BOSTON - After several seasons of great promise and ultimate disappointment, the Villanova Wildcats are headed back to college basketball's promised land.
Villanova beat Pittsburgh, 78-76, in a scintillating NCAA East Regional final tonight to return the program under Jay Wright to a place neither the coach nor the players have been before.
The Wildcats haven't taken part in the Final Four - the Super Bowl of college hoops - since the 1985 team won the championship as a decided underdog.
"A lot of guys made big-time plays. We've got very good players who play well as a team," Wright said. "We're proud for Villanova and this great tradition we're all a part of."
This version of the Wildcats won't be a favorite in the Final Four, either, but Wright has developed a program that had fallen on harder times into a major player in the Big East Conference and a perennial national power.
Villanova plays Saturday in a national semifinal game against either North Carolina or Oklahoma at Detroit's Ford Field. That opponent will be decided this afternoon in the final of the South Regional. Should they survive that semifinal, the Wildcats will play for just their second national championship on April 6.
The Wildcats got to Detroit with a wild comeback in the final minutes of tonight's game and took the win on a tiebreaking shot in the lane by point guard Scottie Reynolds with less than a second to play. A desperation heave by Pittsburgh at the buzzer bounced off the backboard and ignited a net-cutting ceremony such as Villanova has not experienced for nearly a quarter-century.
"It's an instinct play. You've got to know how much time is on the clock," Reynolds said. "I got lucky with one tonight."
Villanova led for most of the game, and held a 10-point advantage in the first half, but Pitt came back to regain the edge just before halftime, and throughout the second half the game see-sawed to the finish.
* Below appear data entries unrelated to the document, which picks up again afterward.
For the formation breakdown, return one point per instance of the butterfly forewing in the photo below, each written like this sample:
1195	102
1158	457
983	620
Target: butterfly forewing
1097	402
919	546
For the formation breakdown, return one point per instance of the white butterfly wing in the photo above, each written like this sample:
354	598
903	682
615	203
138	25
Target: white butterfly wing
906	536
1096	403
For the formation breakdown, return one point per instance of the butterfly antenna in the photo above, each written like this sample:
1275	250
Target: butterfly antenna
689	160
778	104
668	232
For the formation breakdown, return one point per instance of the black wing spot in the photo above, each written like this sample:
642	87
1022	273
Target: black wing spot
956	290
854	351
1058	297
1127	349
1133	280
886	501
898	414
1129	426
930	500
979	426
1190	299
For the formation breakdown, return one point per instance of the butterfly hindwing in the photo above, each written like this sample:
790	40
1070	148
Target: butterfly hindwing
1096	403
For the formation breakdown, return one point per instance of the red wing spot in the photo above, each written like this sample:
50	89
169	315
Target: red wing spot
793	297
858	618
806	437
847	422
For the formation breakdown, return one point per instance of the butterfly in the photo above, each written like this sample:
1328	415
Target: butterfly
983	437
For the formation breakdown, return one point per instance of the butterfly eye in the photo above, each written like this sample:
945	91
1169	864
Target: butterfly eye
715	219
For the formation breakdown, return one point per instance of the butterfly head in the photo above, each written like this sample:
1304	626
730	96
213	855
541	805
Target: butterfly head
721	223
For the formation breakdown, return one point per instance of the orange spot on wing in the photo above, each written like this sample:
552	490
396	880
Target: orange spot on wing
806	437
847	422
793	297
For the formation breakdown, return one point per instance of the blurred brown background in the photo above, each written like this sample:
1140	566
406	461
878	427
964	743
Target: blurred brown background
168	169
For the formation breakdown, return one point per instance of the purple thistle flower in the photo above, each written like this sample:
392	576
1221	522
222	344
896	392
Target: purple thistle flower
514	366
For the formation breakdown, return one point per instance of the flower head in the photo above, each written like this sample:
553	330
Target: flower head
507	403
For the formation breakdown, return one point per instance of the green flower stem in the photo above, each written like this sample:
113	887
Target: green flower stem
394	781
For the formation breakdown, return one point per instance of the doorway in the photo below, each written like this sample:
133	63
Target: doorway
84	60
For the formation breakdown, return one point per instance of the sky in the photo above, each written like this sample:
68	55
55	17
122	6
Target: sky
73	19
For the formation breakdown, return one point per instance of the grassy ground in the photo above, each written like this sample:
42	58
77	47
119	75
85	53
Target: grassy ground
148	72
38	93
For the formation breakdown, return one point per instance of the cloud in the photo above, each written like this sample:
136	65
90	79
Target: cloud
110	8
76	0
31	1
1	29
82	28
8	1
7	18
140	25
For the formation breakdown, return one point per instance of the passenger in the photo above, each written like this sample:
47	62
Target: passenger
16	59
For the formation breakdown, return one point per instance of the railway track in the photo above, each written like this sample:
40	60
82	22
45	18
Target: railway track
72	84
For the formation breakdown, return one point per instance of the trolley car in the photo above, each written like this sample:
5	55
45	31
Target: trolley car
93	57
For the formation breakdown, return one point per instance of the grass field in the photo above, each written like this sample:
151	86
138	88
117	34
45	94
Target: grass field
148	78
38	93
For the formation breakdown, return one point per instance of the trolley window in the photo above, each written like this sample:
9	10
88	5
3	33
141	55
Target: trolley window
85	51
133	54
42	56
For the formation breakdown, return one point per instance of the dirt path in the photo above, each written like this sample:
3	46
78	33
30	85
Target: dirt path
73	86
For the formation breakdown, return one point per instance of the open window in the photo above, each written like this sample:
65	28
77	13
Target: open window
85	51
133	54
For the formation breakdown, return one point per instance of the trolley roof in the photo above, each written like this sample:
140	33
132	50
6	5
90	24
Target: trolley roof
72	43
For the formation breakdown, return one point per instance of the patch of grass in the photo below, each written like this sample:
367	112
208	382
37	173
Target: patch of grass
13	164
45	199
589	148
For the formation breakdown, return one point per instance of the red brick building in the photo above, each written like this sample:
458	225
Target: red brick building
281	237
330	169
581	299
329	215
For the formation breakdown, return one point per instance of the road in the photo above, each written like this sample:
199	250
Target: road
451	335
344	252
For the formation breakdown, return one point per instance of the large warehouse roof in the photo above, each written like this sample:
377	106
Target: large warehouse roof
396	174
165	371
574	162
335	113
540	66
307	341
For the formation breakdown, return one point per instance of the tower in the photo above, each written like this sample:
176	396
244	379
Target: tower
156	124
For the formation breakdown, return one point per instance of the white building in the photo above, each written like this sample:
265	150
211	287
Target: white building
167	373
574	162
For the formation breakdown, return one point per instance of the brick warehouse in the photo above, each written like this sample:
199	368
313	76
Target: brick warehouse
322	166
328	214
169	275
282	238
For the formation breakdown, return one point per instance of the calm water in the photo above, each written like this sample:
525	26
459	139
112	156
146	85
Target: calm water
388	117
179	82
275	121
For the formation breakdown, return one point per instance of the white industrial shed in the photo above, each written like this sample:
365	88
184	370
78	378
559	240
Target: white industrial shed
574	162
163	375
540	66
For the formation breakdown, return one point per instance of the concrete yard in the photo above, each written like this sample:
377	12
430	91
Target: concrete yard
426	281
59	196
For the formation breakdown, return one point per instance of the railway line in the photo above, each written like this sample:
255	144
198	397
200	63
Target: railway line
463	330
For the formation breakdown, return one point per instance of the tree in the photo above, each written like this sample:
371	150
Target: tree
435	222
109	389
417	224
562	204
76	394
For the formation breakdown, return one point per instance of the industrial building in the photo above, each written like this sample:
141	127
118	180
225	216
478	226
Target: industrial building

There were 13 lead changes in the second half.
Pitt led by four points and had the ball with a little more than three minutes to play when Dwayne Anderson ignited the final comeback with a steal he took to the other end for a three-point play that put Villanova back into the game. Two possessions later, Anderson dropped in a three-point field goal and the Wildcats were never behind again.
It was a game in which Villanova was matched against a team that might have some superior individual players, a game that required them to be fundamentally sound. That was particularly in evidence at the free-throw line, where the Wildcats made 22 of 23 attempts. That offset a lackluster 6-for-20 three-point shooting performance and made up for some other deficiencies, including an inability to limit Pitt center DeJuan Blair and forward Sam Young, who combined for 48 points and 17 rebounds.
What the Wildcats did, as they always do, was defend tenaciously, getting hands in the passing lane every time Pitt tried to advance the ball, getting bodies in the way of the Panthers as they tried to find an opening.
"They continue to come at you," Pitt coach Jamie Dixon said. "They're constantly into you."
Among the Villanova rooters in the TD Banknorth Garden tonight was Rollie Massimino, the coach of the 1985 team. Wright began his association with Villanova as an assistant under Massimino two years after that title, and has worked to revive the team's winning tradition.
"It's funny, the guys on our team right now, I just made this mistake a couple of weeks ago. I was referencing the national championship team and, just in general, said, 'How old were you when we won it?' " Wright said. "And they all looked at me and said, 'We weren't even born.' "
Not that long ago, Villanova's days of excellence seemed very far removed. At the end of Massimino's term, through the tenure of coach Steve Lappas and for the first two seasons under Wright - a span of 15 years - the Wildcats won just three NCAA tournament games, against Princeton, Portland State and Long Island University.
Starting with the 2004-2005 season, Wright and Villanova have made the NCAA tournament five straight years, reached the regional round four times, and collected 11 wins, including tonight's.
"The early years, you have to set your foundation. We went through our tough times, we did," Wright said. "I think every successful program does. And then you have your next challenge, once you get it going."
Having gotten the program in gear, Wright and his team had advanced to the doorstep of the Final Four just once before, in the 2005-2006 season, when the Wildcats lost in the regional final round to Florida, the eventual national champion.
Tonight, they finally went through the door. History indicates they might find even better things on the other side.